Using golembic, we can run the migrations in the development database:

$ make run-postgres-cmd
Applying c9b52448285b: Create users table
Applying f1be62155239: Seed data in users table
Applying dce8812d7b6f: Add city column to users table
Applying 0430566018cc: Rename the root user [MILESTONE]
Applying 0501ccd1d98c: Add index on user emails (concurrently)
Applying e2d4eecb1841: Create books table
Applying 432f690fcbda: Create movies table

At this point, the migrations will have created the three tables needed by the application: books, movies and users. Observe via make psql:

golembic=> \dt
                   List of relations
 Schema |        Name         | Type  |     Owner
 public | books               | table | golembic_admin
 public | golembic_migrations | table | golembic_admin
 public | movies              | table | golembic_admin
 public | users               | table | golembic_admin
(4 rows)

In addition to the application tables from the migrations, there is also a new metadata table golembic_migrations.

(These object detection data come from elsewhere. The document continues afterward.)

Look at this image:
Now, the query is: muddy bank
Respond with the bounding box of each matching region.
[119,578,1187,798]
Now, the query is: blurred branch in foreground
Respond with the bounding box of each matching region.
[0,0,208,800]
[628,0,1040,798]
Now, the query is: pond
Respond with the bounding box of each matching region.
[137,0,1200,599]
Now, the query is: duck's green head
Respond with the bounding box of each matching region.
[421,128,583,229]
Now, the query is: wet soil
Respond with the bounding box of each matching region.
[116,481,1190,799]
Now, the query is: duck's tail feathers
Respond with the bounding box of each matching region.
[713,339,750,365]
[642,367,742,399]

This contains a record of the migrations that have already been run:

golembic=> SELECT * FROM golembic_migrations;
 serial_id |   revision   |   previous   |          created_at
         0 | c9b52448285b |              | 2021-10-29 03:57:57.92535+00
         1 | f1be62155239 | c9b52448285b | 2021-10-29 03:57:57.936784+00
         2 | dce8812d7b6f | f1be62155239 | 2021-10-29 03:57:57.945764+00
         3 | 0430566018cc | dce8812d7b6f | 2021-10-29 03:57:57.954536+00
         4 | 0501ccd1d98c | 0430566018cc | 2021-10-29 03:57:57.963776+00
         5 | e2d4eecb1841 | 0501ccd1d98c | 2021-10-29 03:57:57.986174+00
         6 | 432f690fcbda | e2d4eecb1841 | 2021-10-29 03:57:57.9968+00
(7 rows)

golembic=> \q

Using this record, the next time the migrations command runs, the records in golembic_migrations can be used to determine that no new migrations need to run:

$ make run-postgres-cmd
No migrations to run; latest revision: 432f690fcbda

Prior Art

Although it may seem like an advertisment for golembic, the point of this post was to make a case for a migrations table. To see golembic isn't alone, note that TypeORM takes a similar approach. For example:

dunder_mifflin=> SELECT * FROM migrations;
 id |   timestamp   |                     name
  1 | 1568674788742 | initial1568674788742
  2 | 1571783618350 | recipient1571783618350
  3 | 1572313444993 | recipientEnum1572313444993
  4 | 1572479127851 | ticket1572479127851
  5 | 1572990972108 | ticketIndex1572990972108
  6 | 1573594420208 | uniqueConstraint1573594420208
(6 rows)

dunder_mifflin=> \q

(There are lots of ORMs and migrations tools other than TypeORM that also take the same approach, I just had this example handy.)